Melihat data per 16 Maret 2004 yang masuk ke KPU, menunjukkan tak ada satu partai pun menyebutkan rincian nama penyumbangnya. Bahkan ada enam partai politik yang tak mencantumkan saldo awal. Padahal ini penting untuk memonitor keluar masuknya dana partai politik untuk memantau apakah ada money politic atau tidak.
Dalam pasal 78 ayat 4, UU Nomor 12 Tahun 2003 Tentang Pemilu Anggota DPR, DPD dan DPRD dinyatakan setiap sumbangan kepada partai politik yang berjumlah di atas Rp 5 juta harus disertai dengan identitas yang jelas dari penyumbang dan wajib dilaporkan kepada KPU sesuai tingkatannya.

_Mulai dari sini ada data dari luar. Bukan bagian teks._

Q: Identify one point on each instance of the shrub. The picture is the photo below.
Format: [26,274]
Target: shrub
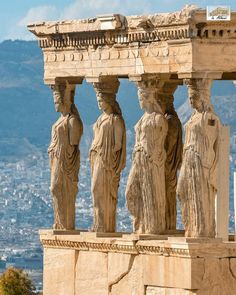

Sayangnya, dari pasal yang ada dalam SK tersebut tak ada satu pun pasal yang menyatakan sanksi terhadap partai politik jika melanggarnya.. “KPU terjebak sendiri, karena tidak bisa menindak. Kan memang tidak ada sanksinya,” tegas anggota Panwaslu, Didik Supriyanto kepada PILARS. Jangankan ada sanksi di SK nya, lanjut Didik, di UU Pemilu saja tidak ada sanksi.
Adapun diantara enam partai yang tidak mencantumkan saldo awal tersebut terdapat tiga partai cukup besar dan dikenal. Mereka antara lain Partai Pelopor (pimpinan Rachmawati Soekarnoputri), Partai Golongan Karya (Akbar Tandjung), PDI Perjuangan (Megawati Soekarnoputri), Partai Kebangkitan Bangsa (Alwi Shihab), Partai Nasional Banteng Kemerdekaan (Eros Djarot), dan Partai Perhimpunan Indonesia Baru (Sjahrir).
Pasal 10 ayat 1a, SK KPU tersebut dinyatakan, laporan pembukaan rekening khusus dana kampanye harus mencakup penjelasan seperti sumber perolehan saldo awal atau saldo pembukaan dan rincian perhitungan penerimaan dan pengeluaran yang sudah dilakukan sebelumnya.
Wakil Ketua KPU Ramlan Surbakti mengakui dalam UU Pemilu memang tidak diatur mengenai deadline partai politik harus memasukkan nama-nama penyumbang melalui rekening dana kampanye. Namun, tandasnya, demi kelancaran KPU akan tetap meminta partai politik untuk segera mencantumkan rincian penyumbang dana melalui surat edaran KPU. “Memang, apabila partai politik tidak memberikan rincian nama penyumbang tidak akan dikenakan sanksi. Sanksi itu lebih pada sanksi publik saja, bukan pidana,” tutur dia.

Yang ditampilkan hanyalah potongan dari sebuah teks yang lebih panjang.